Friday 23 March 2012

Boredboredboredboredbored

If you haven't already got the gist of this post from the title, then I encourage you to see a brain doctor for a CAT scan.

As you may or may not have guessed (see above statement), I am pretty much bored out of my wits. This stems from the fact that I get to go and see 'The Hunger Games' tomorrow. As such, time moves very slowly for me at present - relatively speaking, of course - and robs me of the spectacular imaginative streak that I like to utilise to think of things to do.

Being bored isn't necessarily a case of having nothing to do. This is made fairly obvious to a body when he or she is sitting at a desk at work, bored with typing up a report. There is, quite obviously, something to be doing, however that doesn't banish boredom from the equation. In my case, this is doubly true. There are people I could be talking to, work I could be doing, things to be writing, movies to be watching - and yet I don't do any of these. I would tell you that I'm simply posting to illuminate those in darkness and talk to those willing to listen, but that would be a load of poetic drivel. Not to mention it being a lie.

Several things occur to me in this moment.
  1. I am not doing any work (N.B. I don't consider blogging work), though I could be making use of this time to do so. This is because I simply cannot be bothered.
  2. I'm not outside, chasing a ball in a pointless excercise. This is because I can actually spot that there is no point in this activity as I am an overthinking, condescending being of complete and utter laziness. From that statement, you may extrapolate another conclusion as to why I'm not playing football or otherwise excercising.
  3. I'm not making harmonic music with my instruments, for one of them is being borrowed from someone else as the original is getting fixed and I don't like the one I've been loaned and the other requires me to connect some cables into the input and output jacks of the guitar and amplifier and I simply cannot be bothered with it. Plus, the clarinet needs assembling and I'm not in a constructive mood right now.
  4. I could be writing the next great classic of literature, but I appear not to have a Microsoft Word or Celtx file open. This is because my imagination is kaput and I have no inclination to do any work at all. Note the use of the word 'inclination' rather than 'inspiration'. I have plenty of inspiration, but next to none of the former.
Because it requires effort to do any of the listed activities, I'm not going to partake in any of the above. Instead, I'm now going to type simply what's coming into and exiting my head as and when it does so.

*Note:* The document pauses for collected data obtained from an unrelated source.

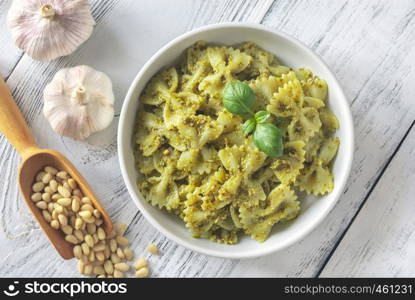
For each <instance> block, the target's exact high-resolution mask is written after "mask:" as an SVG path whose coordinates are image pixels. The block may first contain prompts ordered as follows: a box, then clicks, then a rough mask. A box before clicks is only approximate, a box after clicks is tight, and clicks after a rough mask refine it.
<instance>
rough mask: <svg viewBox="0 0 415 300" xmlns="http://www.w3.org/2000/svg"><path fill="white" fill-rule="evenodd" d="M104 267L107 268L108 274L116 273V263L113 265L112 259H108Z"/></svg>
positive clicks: (105, 268) (105, 263) (107, 271)
mask: <svg viewBox="0 0 415 300" xmlns="http://www.w3.org/2000/svg"><path fill="white" fill-rule="evenodd" d="M104 269H105V272H106V273H107V274H113V273H114V265H113V263H112V261H110V260H106V261H105V263H104Z"/></svg>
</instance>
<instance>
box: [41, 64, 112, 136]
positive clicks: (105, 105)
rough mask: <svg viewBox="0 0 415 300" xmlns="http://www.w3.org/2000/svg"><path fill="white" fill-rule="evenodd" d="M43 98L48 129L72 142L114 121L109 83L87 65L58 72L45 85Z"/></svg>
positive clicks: (106, 78)
mask: <svg viewBox="0 0 415 300" xmlns="http://www.w3.org/2000/svg"><path fill="white" fill-rule="evenodd" d="M43 99H44V107H43V113H44V115H45V117H46V118H47V119H48V121H49V123H50V125H51V126H52V129H53V130H54V131H56V132H57V133H58V134H60V135H64V136H68V137H70V138H73V139H77V140H83V139H86V138H87V137H88V136H89V135H91V134H92V133H94V132H97V131H100V130H103V129H104V128H106V127H107V126H108V125H109V124H110V123H111V121H112V119H113V118H114V94H113V92H112V83H111V80H110V79H109V77H108V76H107V75H105V74H104V73H102V72H99V71H96V70H94V69H93V68H91V67H89V66H85V65H82V66H77V67H73V68H64V69H61V70H59V71H58V72H57V73H56V74H55V76H54V77H53V79H52V81H51V82H50V83H49V84H48V85H46V87H45V89H44V91H43Z"/></svg>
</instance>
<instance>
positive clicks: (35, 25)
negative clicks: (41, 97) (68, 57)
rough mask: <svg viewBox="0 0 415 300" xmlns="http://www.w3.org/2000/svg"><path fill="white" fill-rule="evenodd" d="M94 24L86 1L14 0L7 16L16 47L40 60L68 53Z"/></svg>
mask: <svg viewBox="0 0 415 300" xmlns="http://www.w3.org/2000/svg"><path fill="white" fill-rule="evenodd" d="M94 25H95V21H94V19H93V17H92V15H91V8H90V6H89V4H88V1H87V0H76V1H68V0H14V1H13V2H12V5H11V7H10V9H9V12H8V14H7V26H8V28H9V29H10V31H11V34H12V38H13V40H14V43H15V44H16V46H17V47H19V48H20V49H22V50H23V51H25V52H26V53H27V54H28V55H29V56H31V57H32V58H34V59H37V60H42V61H50V60H53V59H55V58H58V57H60V56H65V55H69V54H71V53H72V52H73V51H75V50H76V49H77V48H78V47H79V46H80V45H81V44H82V43H83V42H85V41H86V40H87V39H88V38H89V37H90V35H91V33H92V30H93V27H94Z"/></svg>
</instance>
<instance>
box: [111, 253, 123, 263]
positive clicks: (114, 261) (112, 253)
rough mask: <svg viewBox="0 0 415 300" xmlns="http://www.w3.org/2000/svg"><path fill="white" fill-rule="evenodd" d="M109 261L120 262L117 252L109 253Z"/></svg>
mask: <svg viewBox="0 0 415 300" xmlns="http://www.w3.org/2000/svg"><path fill="white" fill-rule="evenodd" d="M111 261H112V263H113V264H118V263H119V262H121V258H119V257H118V255H117V254H115V253H111Z"/></svg>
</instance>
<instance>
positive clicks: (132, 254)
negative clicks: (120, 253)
mask: <svg viewBox="0 0 415 300" xmlns="http://www.w3.org/2000/svg"><path fill="white" fill-rule="evenodd" d="M123 251H124V255H125V258H126V259H127V260H132V259H133V257H134V252H133V251H132V250H131V249H130V248H125V249H124V250H123Z"/></svg>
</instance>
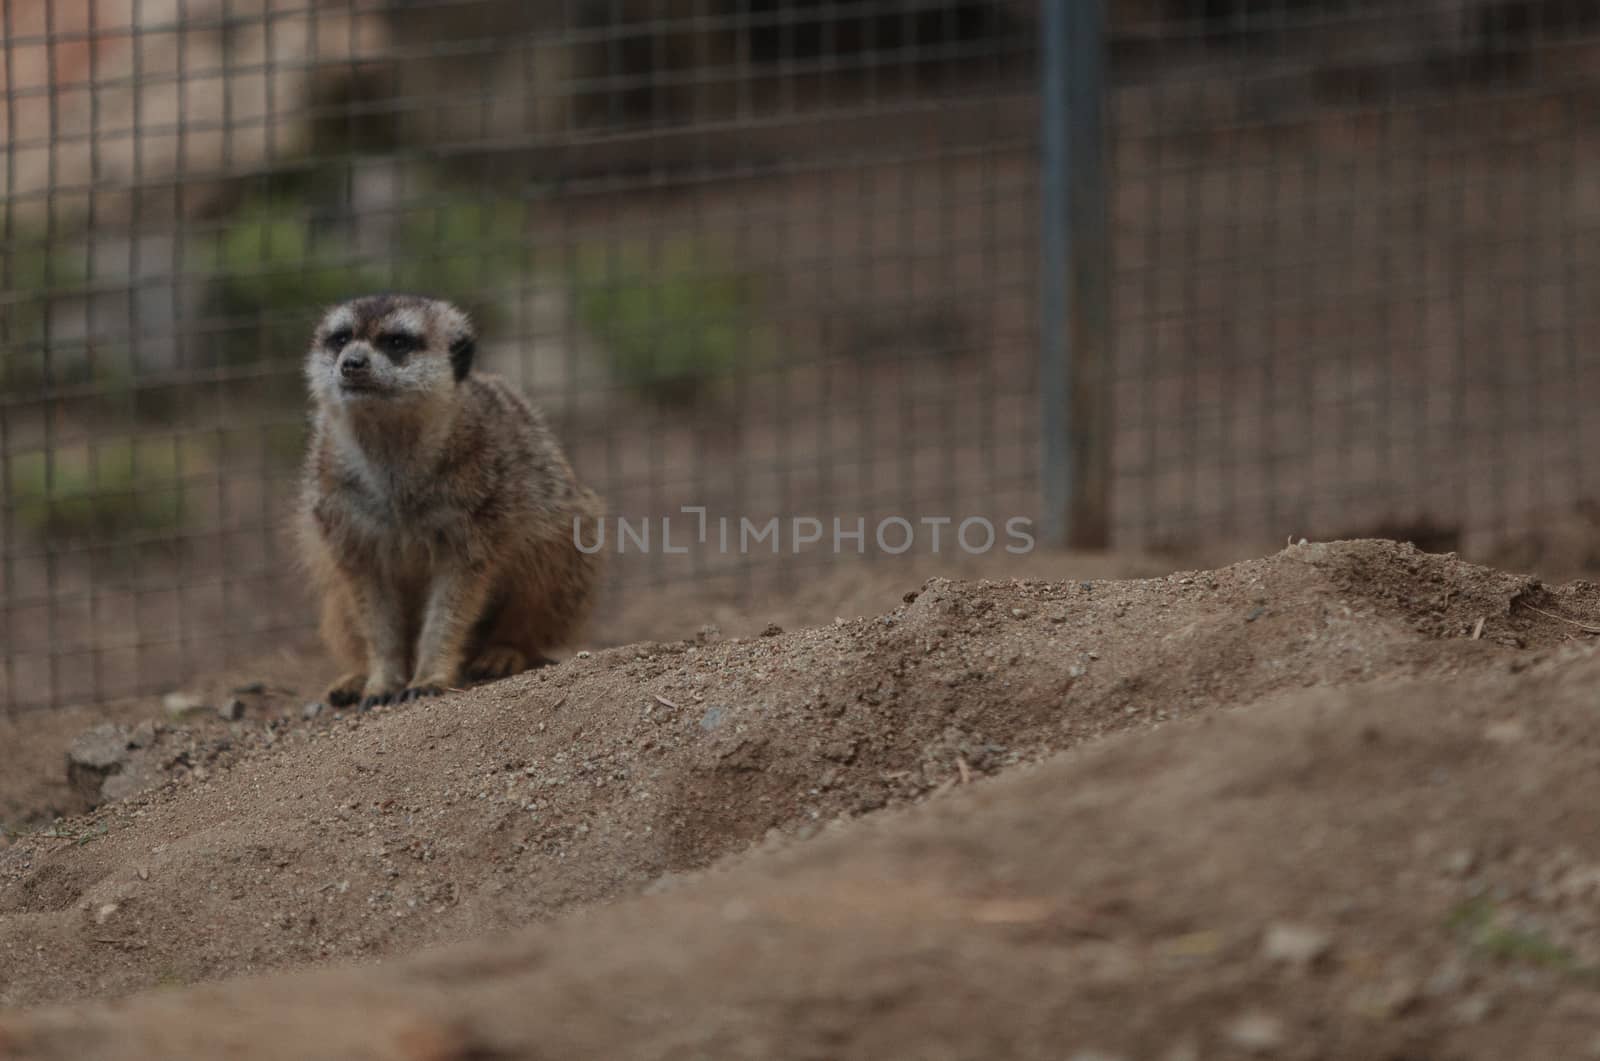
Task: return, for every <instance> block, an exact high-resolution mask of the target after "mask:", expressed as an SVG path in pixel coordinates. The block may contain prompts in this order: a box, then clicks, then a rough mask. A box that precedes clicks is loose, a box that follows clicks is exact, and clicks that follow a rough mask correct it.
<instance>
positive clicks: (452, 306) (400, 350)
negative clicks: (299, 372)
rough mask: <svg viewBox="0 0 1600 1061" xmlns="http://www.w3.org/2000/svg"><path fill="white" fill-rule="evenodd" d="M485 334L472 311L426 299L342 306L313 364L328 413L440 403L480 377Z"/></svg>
mask: <svg viewBox="0 0 1600 1061" xmlns="http://www.w3.org/2000/svg"><path fill="white" fill-rule="evenodd" d="M475 346H477V334H475V333H474V330H472V322H470V320H469V318H467V315H466V314H464V312H461V310H459V309H456V307H454V306H451V304H450V302H445V301H440V299H432V298H422V296H418V294H370V296H366V298H358V299H354V301H350V302H344V304H341V306H334V307H333V309H330V310H328V314H326V315H325V317H323V318H322V323H320V325H317V331H315V334H314V336H312V344H310V352H309V354H307V357H306V378H307V382H309V384H310V392H312V397H314V398H317V402H318V403H322V405H326V406H346V405H370V403H379V402H382V403H389V402H402V403H410V402H418V400H429V398H432V400H438V398H445V397H450V395H453V394H454V389H456V384H459V382H461V381H462V379H466V376H467V373H469V371H470V370H472V355H474V352H475Z"/></svg>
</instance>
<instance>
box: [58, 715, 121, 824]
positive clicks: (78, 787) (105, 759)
mask: <svg viewBox="0 0 1600 1061" xmlns="http://www.w3.org/2000/svg"><path fill="white" fill-rule="evenodd" d="M128 736H130V733H128V730H126V728H125V727H120V725H117V723H114V722H107V723H104V725H98V727H94V728H93V730H88V731H86V733H80V735H78V736H77V738H74V741H72V744H70V746H69V747H67V784H70V786H72V789H74V791H75V792H77V794H78V795H80V797H83V800H85V802H86V803H88V805H90V807H96V805H98V803H99V802H101V799H102V797H101V789H102V787H104V784H106V779H107V778H112V776H114V775H117V773H122V768H123V765H125V763H126V762H128V754H130V752H128Z"/></svg>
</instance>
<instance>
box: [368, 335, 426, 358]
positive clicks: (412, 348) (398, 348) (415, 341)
mask: <svg viewBox="0 0 1600 1061" xmlns="http://www.w3.org/2000/svg"><path fill="white" fill-rule="evenodd" d="M378 349H379V350H382V352H384V354H387V355H389V357H395V358H398V357H405V355H406V354H413V352H416V350H421V349H422V339H421V336H414V334H408V333H405V331H389V333H384V334H381V336H378Z"/></svg>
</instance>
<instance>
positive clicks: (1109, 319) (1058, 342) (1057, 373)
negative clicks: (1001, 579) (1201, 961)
mask: <svg viewBox="0 0 1600 1061" xmlns="http://www.w3.org/2000/svg"><path fill="white" fill-rule="evenodd" d="M1042 22H1043V46H1042V48H1040V64H1042V66H1040V80H1042V86H1040V88H1042V93H1040V94H1042V96H1043V99H1042V106H1040V115H1042V130H1040V150H1042V155H1043V173H1042V181H1040V186H1042V192H1043V203H1042V222H1043V232H1042V235H1040V258H1042V261H1040V275H1042V285H1043V288H1042V291H1040V339H1042V349H1040V434H1042V446H1040V448H1042V467H1040V480H1042V482H1040V486H1042V491H1040V493H1042V506H1043V512H1042V517H1043V518H1042V526H1040V530H1042V538H1043V541H1045V543H1046V544H1053V546H1072V547H1078V549H1098V547H1104V546H1107V544H1109V538H1110V430H1109V427H1110V408H1109V402H1110V395H1109V389H1107V382H1109V379H1110V373H1109V358H1110V310H1109V290H1110V288H1109V283H1107V269H1109V264H1110V253H1109V242H1107V230H1109V210H1110V200H1109V195H1107V174H1106V165H1107V158H1106V51H1104V50H1106V3H1104V0H1043V19H1042Z"/></svg>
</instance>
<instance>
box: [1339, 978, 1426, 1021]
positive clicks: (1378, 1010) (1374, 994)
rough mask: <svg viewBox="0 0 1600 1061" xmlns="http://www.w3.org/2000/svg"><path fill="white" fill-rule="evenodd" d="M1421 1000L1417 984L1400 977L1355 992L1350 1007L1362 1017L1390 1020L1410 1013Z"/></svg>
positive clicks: (1420, 993) (1411, 980)
mask: <svg viewBox="0 0 1600 1061" xmlns="http://www.w3.org/2000/svg"><path fill="white" fill-rule="evenodd" d="M1421 1000H1422V991H1421V987H1419V986H1418V983H1416V981H1414V979H1411V978H1408V976H1400V978H1397V979H1392V981H1389V983H1386V984H1374V986H1371V987H1366V989H1362V991H1357V992H1355V997H1354V999H1352V1000H1350V1005H1352V1008H1354V1010H1355V1011H1357V1013H1360V1015H1363V1016H1373V1018H1382V1019H1392V1018H1397V1016H1403V1015H1406V1013H1410V1011H1411V1010H1413V1008H1414V1007H1416V1005H1418V1003H1421Z"/></svg>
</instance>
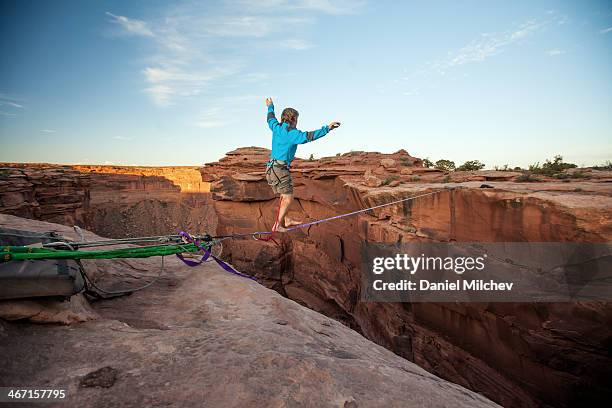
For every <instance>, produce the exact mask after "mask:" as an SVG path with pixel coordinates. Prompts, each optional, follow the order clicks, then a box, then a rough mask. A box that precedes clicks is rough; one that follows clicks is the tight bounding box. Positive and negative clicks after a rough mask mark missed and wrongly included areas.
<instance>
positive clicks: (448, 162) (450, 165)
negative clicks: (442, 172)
mask: <svg viewBox="0 0 612 408" xmlns="http://www.w3.org/2000/svg"><path fill="white" fill-rule="evenodd" d="M435 167H436V169H438V170H444V171H453V170H455V162H454V161H452V160H446V159H440V160H438V161H437V162H436V166H435Z"/></svg>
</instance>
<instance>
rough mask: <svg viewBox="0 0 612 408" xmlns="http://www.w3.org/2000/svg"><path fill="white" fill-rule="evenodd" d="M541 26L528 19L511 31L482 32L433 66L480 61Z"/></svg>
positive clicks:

Message begins: BoredboredboredboredHungerGamesHungerGamesHungerGames - I'm hungry. Pizzapizzapizzapizza. Forearm. Why is it there? Bite forearm. Ouch. Gertrude. Why'd I think that? I don't even know anyone called Gertrude, asides from that cow. Squirrel. Running, leaping, flopping, eating. Pizzapizzapizzapizza. ZZZZZ. Zedzedzedzedzed. That is how it must be said. Woo... I'm a ghost. No I'm not, I'm alive and kicking - no, wait, typing - simply typing. Typin' in ma boots. Boots. Durable, hardy, rubber. Blackbury. Johnny and the Dead. Terry Pratchett. Sure thing, bruv. Deathy Hallows, Part 1. Deathly Hallows, Part 2. Ex-girlfriend. Why did I think that? Rock, paper, scissors, lizard, Spock.

And that concludes my thoughts for today.

I'm off to be bored and play Mancala.